Serhiy Taruta, a steel tycoon and one of several oligarchs appointed to take control of possibly restive, Russian-speaking regions after last month's overthrow of Ukraine's Moscow-backed president, scoffed at the Russian Foreign Ministry's implication that Russians had been victims of Thursday night's violence.
"Sadly, we note that there were, according to police, a lot of people concentrated there who were not from Ukraine," he told reporters in an oblique reference to Russia and to Ukrainian accusations that Moscow has sent militants across the border to stir up violence in eastern cities since the fall of its ally.
Referring to the clashes in Donetsk, heart of the Donbass coalfield, the Russian Foreign Ministry said it showed Ukraine's authorities had lost control and added: "Russia is aware of its responsibility for the lives of compatriots ... and reserves the right to take people under its protection.
However, activists from groups which favour Ukraine's integration with western Europe and which demonstrated on Thursday against Russia's occupation of Crimea, said the dead man and most of the injured were from their side. The right-wing party Svoboda said Dmitriy Chernyavskiy, 22, who was stabbed to death, was one of its local organisers in Donetsk.
Taruta said: "The statement by the foreign ministry is not objective and distorts the real situation."
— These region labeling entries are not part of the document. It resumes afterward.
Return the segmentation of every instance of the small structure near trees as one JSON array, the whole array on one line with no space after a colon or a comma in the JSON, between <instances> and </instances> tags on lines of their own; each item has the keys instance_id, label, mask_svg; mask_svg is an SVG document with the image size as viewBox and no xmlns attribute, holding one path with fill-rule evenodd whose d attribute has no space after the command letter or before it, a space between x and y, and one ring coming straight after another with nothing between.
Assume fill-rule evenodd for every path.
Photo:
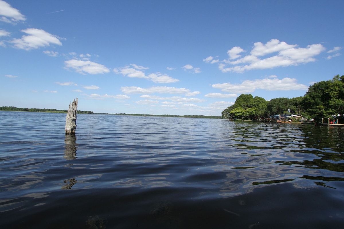
<instances>
[{"instance_id":1,"label":"small structure near trees","mask_svg":"<svg viewBox=\"0 0 344 229\"><path fill-rule=\"evenodd\" d=\"M68 112L66 116L66 134L75 134L76 128L76 112L78 108L78 98L69 103Z\"/></svg>"}]
</instances>

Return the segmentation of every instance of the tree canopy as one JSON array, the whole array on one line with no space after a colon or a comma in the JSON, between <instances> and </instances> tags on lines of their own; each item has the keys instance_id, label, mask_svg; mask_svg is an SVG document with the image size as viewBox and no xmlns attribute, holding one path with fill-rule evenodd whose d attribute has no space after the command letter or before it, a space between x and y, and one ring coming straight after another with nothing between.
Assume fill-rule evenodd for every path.
<instances>
[{"instance_id":1,"label":"tree canopy","mask_svg":"<svg viewBox=\"0 0 344 229\"><path fill-rule=\"evenodd\" d=\"M261 97L242 94L234 104L222 112L223 118L250 119L255 117L278 114L301 114L319 121L344 115L344 75L314 83L304 96L280 98L266 101Z\"/></svg>"}]
</instances>

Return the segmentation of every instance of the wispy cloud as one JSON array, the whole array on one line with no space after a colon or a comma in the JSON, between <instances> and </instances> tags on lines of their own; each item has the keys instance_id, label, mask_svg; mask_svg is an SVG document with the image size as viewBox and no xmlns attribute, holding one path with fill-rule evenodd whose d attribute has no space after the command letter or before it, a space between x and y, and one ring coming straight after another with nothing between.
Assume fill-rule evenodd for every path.
<instances>
[{"instance_id":1,"label":"wispy cloud","mask_svg":"<svg viewBox=\"0 0 344 229\"><path fill-rule=\"evenodd\" d=\"M134 68L126 66L123 68L115 68L114 69L114 72L116 74L121 74L123 76L131 78L145 79L154 83L168 83L179 81L178 79L172 78L166 74L161 73L159 72L151 73L146 76L141 70L148 69L148 68L138 66L133 64L131 64L130 65L133 67Z\"/></svg>"},{"instance_id":2,"label":"wispy cloud","mask_svg":"<svg viewBox=\"0 0 344 229\"><path fill-rule=\"evenodd\" d=\"M195 96L196 95L201 94L200 91L193 91L192 92L187 92L185 93L186 96Z\"/></svg>"},{"instance_id":3,"label":"wispy cloud","mask_svg":"<svg viewBox=\"0 0 344 229\"><path fill-rule=\"evenodd\" d=\"M243 57L239 54L245 50L239 47L233 47L227 52L228 58L219 64L219 69L223 72L242 73L254 69L298 65L315 61L314 57L325 50L321 44L310 45L306 48L297 46L277 39L271 39L265 44L256 42L250 54ZM277 53L274 56L260 58L275 53Z\"/></svg>"},{"instance_id":4,"label":"wispy cloud","mask_svg":"<svg viewBox=\"0 0 344 229\"><path fill-rule=\"evenodd\" d=\"M219 99L225 99L228 98L234 98L238 97L236 94L223 94L222 93L208 93L204 95L206 97L209 98L218 98Z\"/></svg>"},{"instance_id":5,"label":"wispy cloud","mask_svg":"<svg viewBox=\"0 0 344 229\"><path fill-rule=\"evenodd\" d=\"M199 73L201 72L201 69L199 68L194 68L191 65L186 65L182 67L182 68L184 71L189 71L193 73Z\"/></svg>"},{"instance_id":6,"label":"wispy cloud","mask_svg":"<svg viewBox=\"0 0 344 229\"><path fill-rule=\"evenodd\" d=\"M65 10L57 10L57 11L54 11L53 12L50 12L50 13L47 13L46 14L49 14L51 13L58 13L58 12L61 12L63 11L64 11Z\"/></svg>"},{"instance_id":7,"label":"wispy cloud","mask_svg":"<svg viewBox=\"0 0 344 229\"><path fill-rule=\"evenodd\" d=\"M214 58L211 56L208 56L205 59L203 59L203 61L206 63L210 63L210 64L215 64L218 62L218 60L214 59Z\"/></svg>"},{"instance_id":8,"label":"wispy cloud","mask_svg":"<svg viewBox=\"0 0 344 229\"><path fill-rule=\"evenodd\" d=\"M17 78L18 77L17 76L12 76L12 75L5 75L5 76L9 78Z\"/></svg>"},{"instance_id":9,"label":"wispy cloud","mask_svg":"<svg viewBox=\"0 0 344 229\"><path fill-rule=\"evenodd\" d=\"M51 44L62 45L59 39L62 39L43 30L37 28L27 28L21 30L29 35L23 35L21 38L14 38L9 41L13 46L20 49L30 50L41 47L50 46Z\"/></svg>"},{"instance_id":10,"label":"wispy cloud","mask_svg":"<svg viewBox=\"0 0 344 229\"><path fill-rule=\"evenodd\" d=\"M281 80L277 78L266 78L254 80L247 80L240 84L232 84L228 82L217 83L212 86L223 91L238 94L249 93L259 89L267 91L307 90L308 86L298 83L296 79L288 78Z\"/></svg>"},{"instance_id":11,"label":"wispy cloud","mask_svg":"<svg viewBox=\"0 0 344 229\"><path fill-rule=\"evenodd\" d=\"M91 85L90 86L83 86L82 87L88 90L97 90L99 89L99 88L98 86L95 85Z\"/></svg>"},{"instance_id":12,"label":"wispy cloud","mask_svg":"<svg viewBox=\"0 0 344 229\"><path fill-rule=\"evenodd\" d=\"M327 57L327 59L332 59L332 57L335 57L336 56L340 56L341 54L339 52L338 52L338 51L341 49L342 48L342 48L342 47L339 47L337 46L335 47L334 47L333 49L328 51L327 52L327 53L334 53L334 54L332 55L330 55L330 56L329 56Z\"/></svg>"},{"instance_id":13,"label":"wispy cloud","mask_svg":"<svg viewBox=\"0 0 344 229\"><path fill-rule=\"evenodd\" d=\"M89 60L80 60L73 59L64 61L66 69L74 69L78 73L85 75L89 74L104 74L110 72L110 69L103 65L93 62Z\"/></svg>"},{"instance_id":14,"label":"wispy cloud","mask_svg":"<svg viewBox=\"0 0 344 229\"><path fill-rule=\"evenodd\" d=\"M8 36L10 35L11 33L9 32L8 32L7 31L5 31L3 30L0 30L0 37L2 36Z\"/></svg>"},{"instance_id":15,"label":"wispy cloud","mask_svg":"<svg viewBox=\"0 0 344 229\"><path fill-rule=\"evenodd\" d=\"M55 82L55 83L58 84L61 86L77 86L78 84L73 82L64 82L64 83L60 83L60 82Z\"/></svg>"},{"instance_id":16,"label":"wispy cloud","mask_svg":"<svg viewBox=\"0 0 344 229\"><path fill-rule=\"evenodd\" d=\"M53 51L43 51L43 53L46 54L50 56L56 57L58 55L57 52L54 52Z\"/></svg>"},{"instance_id":17,"label":"wispy cloud","mask_svg":"<svg viewBox=\"0 0 344 229\"><path fill-rule=\"evenodd\" d=\"M141 98L155 100L170 100L172 102L163 102L162 103L164 104L182 104L185 103L202 103L206 101L205 100L201 99L198 98L186 98L180 96L172 96L170 97L162 97L156 95L144 95L140 96Z\"/></svg>"},{"instance_id":18,"label":"wispy cloud","mask_svg":"<svg viewBox=\"0 0 344 229\"><path fill-rule=\"evenodd\" d=\"M127 100L130 99L130 97L126 95L110 95L107 94L106 94L103 95L98 94L91 94L89 95L87 95L87 97L90 97L94 99L116 99L119 100Z\"/></svg>"},{"instance_id":19,"label":"wispy cloud","mask_svg":"<svg viewBox=\"0 0 344 229\"><path fill-rule=\"evenodd\" d=\"M19 11L6 2L0 0L0 21L15 24L26 20Z\"/></svg>"},{"instance_id":20,"label":"wispy cloud","mask_svg":"<svg viewBox=\"0 0 344 229\"><path fill-rule=\"evenodd\" d=\"M185 88L168 87L152 87L148 88L142 88L138 87L122 87L120 90L126 94L182 94L190 91L189 90Z\"/></svg>"}]
</instances>

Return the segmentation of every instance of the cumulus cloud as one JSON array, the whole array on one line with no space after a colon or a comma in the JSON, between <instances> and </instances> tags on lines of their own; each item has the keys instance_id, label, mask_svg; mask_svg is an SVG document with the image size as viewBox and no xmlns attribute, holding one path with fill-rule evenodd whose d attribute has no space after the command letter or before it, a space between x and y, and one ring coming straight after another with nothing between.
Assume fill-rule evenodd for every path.
<instances>
[{"instance_id":1,"label":"cumulus cloud","mask_svg":"<svg viewBox=\"0 0 344 229\"><path fill-rule=\"evenodd\" d=\"M50 56L53 57L57 56L58 54L58 53L57 52L54 52L53 51L44 51L43 53Z\"/></svg>"},{"instance_id":2,"label":"cumulus cloud","mask_svg":"<svg viewBox=\"0 0 344 229\"><path fill-rule=\"evenodd\" d=\"M327 51L327 53L331 53L336 52L337 51L339 51L342 48L342 48L342 47L333 47L333 49L331 49L331 50Z\"/></svg>"},{"instance_id":3,"label":"cumulus cloud","mask_svg":"<svg viewBox=\"0 0 344 229\"><path fill-rule=\"evenodd\" d=\"M143 66L138 66L135 64L130 64L130 65L134 67L134 68L136 69L139 69L139 70L144 70L149 68L144 67Z\"/></svg>"},{"instance_id":4,"label":"cumulus cloud","mask_svg":"<svg viewBox=\"0 0 344 229\"><path fill-rule=\"evenodd\" d=\"M342 47L334 47L333 49L331 49L328 51L327 51L327 53L334 53L334 54L332 55L330 55L329 56L327 57L327 59L332 59L332 57L335 57L336 56L338 56L341 55L341 54L338 52L338 51L341 49L343 48Z\"/></svg>"},{"instance_id":5,"label":"cumulus cloud","mask_svg":"<svg viewBox=\"0 0 344 229\"><path fill-rule=\"evenodd\" d=\"M197 98L186 98L180 96L172 96L170 97L162 97L156 95L144 95L140 96L146 99L154 99L158 100L170 100L172 102L165 101L162 102L164 104L182 104L185 103L201 103L206 101L205 100Z\"/></svg>"},{"instance_id":6,"label":"cumulus cloud","mask_svg":"<svg viewBox=\"0 0 344 229\"><path fill-rule=\"evenodd\" d=\"M206 97L210 98L234 98L238 97L236 94L223 94L222 93L208 93L204 95Z\"/></svg>"},{"instance_id":7,"label":"cumulus cloud","mask_svg":"<svg viewBox=\"0 0 344 229\"><path fill-rule=\"evenodd\" d=\"M224 108L229 106L231 106L234 104L234 103L232 102L219 101L214 102L212 103L209 103L208 105L208 106L211 107L215 107L219 109L223 110Z\"/></svg>"},{"instance_id":8,"label":"cumulus cloud","mask_svg":"<svg viewBox=\"0 0 344 229\"><path fill-rule=\"evenodd\" d=\"M73 82L64 82L64 83L60 83L60 82L55 82L55 83L58 84L61 86L77 86L78 84Z\"/></svg>"},{"instance_id":9,"label":"cumulus cloud","mask_svg":"<svg viewBox=\"0 0 344 229\"><path fill-rule=\"evenodd\" d=\"M239 54L244 51L245 50L240 47L235 46L227 51L227 54L229 56L230 59L234 59L241 57Z\"/></svg>"},{"instance_id":10,"label":"cumulus cloud","mask_svg":"<svg viewBox=\"0 0 344 229\"><path fill-rule=\"evenodd\" d=\"M87 95L87 96L94 99L104 99L111 98L123 100L130 99L130 97L125 95L110 95L107 94L106 94L103 95L101 95L93 93L89 95Z\"/></svg>"},{"instance_id":11,"label":"cumulus cloud","mask_svg":"<svg viewBox=\"0 0 344 229\"><path fill-rule=\"evenodd\" d=\"M10 35L11 33L9 32L8 32L7 31L5 31L3 30L0 30L0 37L2 36L8 36Z\"/></svg>"},{"instance_id":12,"label":"cumulus cloud","mask_svg":"<svg viewBox=\"0 0 344 229\"><path fill-rule=\"evenodd\" d=\"M100 88L98 86L95 85L91 85L90 86L83 86L82 87L85 89L88 90L97 90Z\"/></svg>"},{"instance_id":13,"label":"cumulus cloud","mask_svg":"<svg viewBox=\"0 0 344 229\"><path fill-rule=\"evenodd\" d=\"M82 92L83 91L79 89L77 89L75 90L72 90L72 91L74 91L76 92Z\"/></svg>"},{"instance_id":14,"label":"cumulus cloud","mask_svg":"<svg viewBox=\"0 0 344 229\"><path fill-rule=\"evenodd\" d=\"M214 60L214 58L211 56L208 56L205 59L203 59L203 61L206 63L215 64L218 62L218 60Z\"/></svg>"},{"instance_id":15,"label":"cumulus cloud","mask_svg":"<svg viewBox=\"0 0 344 229\"><path fill-rule=\"evenodd\" d=\"M103 74L110 72L110 69L103 65L89 60L69 60L64 62L66 69L72 69L80 74Z\"/></svg>"},{"instance_id":16,"label":"cumulus cloud","mask_svg":"<svg viewBox=\"0 0 344 229\"><path fill-rule=\"evenodd\" d=\"M122 87L121 90L126 94L152 94L153 93L182 94L190 92L185 88L177 88L168 87L152 87L142 88L137 87Z\"/></svg>"},{"instance_id":17,"label":"cumulus cloud","mask_svg":"<svg viewBox=\"0 0 344 229\"><path fill-rule=\"evenodd\" d=\"M233 47L227 52L228 59L219 64L219 69L223 72L242 73L251 69L296 66L315 61L314 57L325 50L321 44L310 45L306 48L297 46L277 39L271 39L265 44L256 42L250 54L242 57L239 54L244 50L240 47ZM277 53L265 58L260 58L274 53ZM232 66L228 67L228 65Z\"/></svg>"},{"instance_id":18,"label":"cumulus cloud","mask_svg":"<svg viewBox=\"0 0 344 229\"><path fill-rule=\"evenodd\" d=\"M152 104L157 104L159 103L159 101L157 100L140 100L139 101L136 101L134 102L136 103L138 103L140 105L151 105Z\"/></svg>"},{"instance_id":19,"label":"cumulus cloud","mask_svg":"<svg viewBox=\"0 0 344 229\"><path fill-rule=\"evenodd\" d=\"M187 92L185 93L186 96L195 96L196 95L201 94L200 91L193 91L192 92Z\"/></svg>"},{"instance_id":20,"label":"cumulus cloud","mask_svg":"<svg viewBox=\"0 0 344 229\"><path fill-rule=\"evenodd\" d=\"M12 75L5 75L5 76L9 78L17 78L18 77L17 76L12 76Z\"/></svg>"},{"instance_id":21,"label":"cumulus cloud","mask_svg":"<svg viewBox=\"0 0 344 229\"><path fill-rule=\"evenodd\" d=\"M6 2L0 0L0 21L16 24L26 20L25 16L20 13L19 10Z\"/></svg>"},{"instance_id":22,"label":"cumulus cloud","mask_svg":"<svg viewBox=\"0 0 344 229\"><path fill-rule=\"evenodd\" d=\"M133 64L131 64L130 65L135 68L132 68L127 66L123 68L115 68L114 69L114 72L116 74L121 74L128 77L146 79L154 83L168 83L179 81L179 80L172 78L166 74L162 74L159 72L152 73L146 76L144 72L141 70L148 69L148 68L138 66Z\"/></svg>"},{"instance_id":23,"label":"cumulus cloud","mask_svg":"<svg viewBox=\"0 0 344 229\"><path fill-rule=\"evenodd\" d=\"M172 78L166 74L162 74L160 72L152 73L148 75L148 78L154 83L174 83L179 81L179 80Z\"/></svg>"},{"instance_id":24,"label":"cumulus cloud","mask_svg":"<svg viewBox=\"0 0 344 229\"><path fill-rule=\"evenodd\" d=\"M60 39L63 38L43 30L33 28L21 31L29 35L23 35L21 38L14 38L9 42L13 44L13 46L17 48L30 50L50 46L51 44L62 45Z\"/></svg>"},{"instance_id":25,"label":"cumulus cloud","mask_svg":"<svg viewBox=\"0 0 344 229\"><path fill-rule=\"evenodd\" d=\"M194 68L191 65L186 65L182 67L184 71L186 71L193 73L199 73L201 72L199 68Z\"/></svg>"},{"instance_id":26,"label":"cumulus cloud","mask_svg":"<svg viewBox=\"0 0 344 229\"><path fill-rule=\"evenodd\" d=\"M298 83L296 79L283 78L281 80L277 78L247 80L240 84L232 84L230 83L217 83L212 86L214 88L228 92L245 93L251 92L257 89L267 91L289 91L290 90L307 90L308 87L303 84Z\"/></svg>"}]
</instances>

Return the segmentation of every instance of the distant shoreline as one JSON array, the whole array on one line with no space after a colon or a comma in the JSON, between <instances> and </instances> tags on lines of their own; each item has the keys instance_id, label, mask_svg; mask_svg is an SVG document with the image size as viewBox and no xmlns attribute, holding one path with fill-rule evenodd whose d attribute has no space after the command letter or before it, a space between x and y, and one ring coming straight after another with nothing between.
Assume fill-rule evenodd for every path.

Journalists saw pro-Russian demonstrators throw eggs, smoke bombs and other missiles and break through a police cordon to beat rival demonstrators with batons. Organisers of the pro-Russia protest said their supporters were also attacked.
The interior minister said four "ringleaders of the mass disorder" had been arrested, adding: "We will not go easy on bandits with knives."
The violence was the deadliest in Ukraine since Moscow-backed president Viktor Yanukovich fled the country last month after police shot dead dozens of demonstrators angered by his rejection in November of an alliance with the European Union.
That was a setback for Russian President Vladimir Putin, who had hoped to bring Ukraine into a customs union involving other big ex-Soviet states. Moscow denounced a "coup" in Kiev and has taken control of Crimea, ostensibly to protect its ethnic Russian majority from "fascist" rulers in Kiev. Crimeans will vote on Sunday in a referendum on uniting with Russia.
Despite intense international diplomatic pressure and threats of economic sanctions if Russia goes ahead with the vote on annexation, Putin has shown no sign of stepping back in what is the gravest security crisis in Europe since the Cold War.
That has fuelled concern in Ukraine that Russian troops, engaged in exercises on its mainland borders, could move in, possibly using street violence in eastern cities to justify it.
There have been scuffles in other cities in the east, including shortlived attempts by pro-Russian activists to raise the Russian tricolour on public buildings. Violent clashes erupted in Kharkiv in the northeast, where local officials issued appeals for calm over the coming weekend.
Acting president Oleksander Turchinov, who reviewed large Ukrainian military exercises on Friday, has said the massing of Russian troops showed they were "ready to invade ... at any moment".
Russian Foreign Minister Sergei Lavrov said on Friday that Moscow had no plans to invade southeastern Ukraine.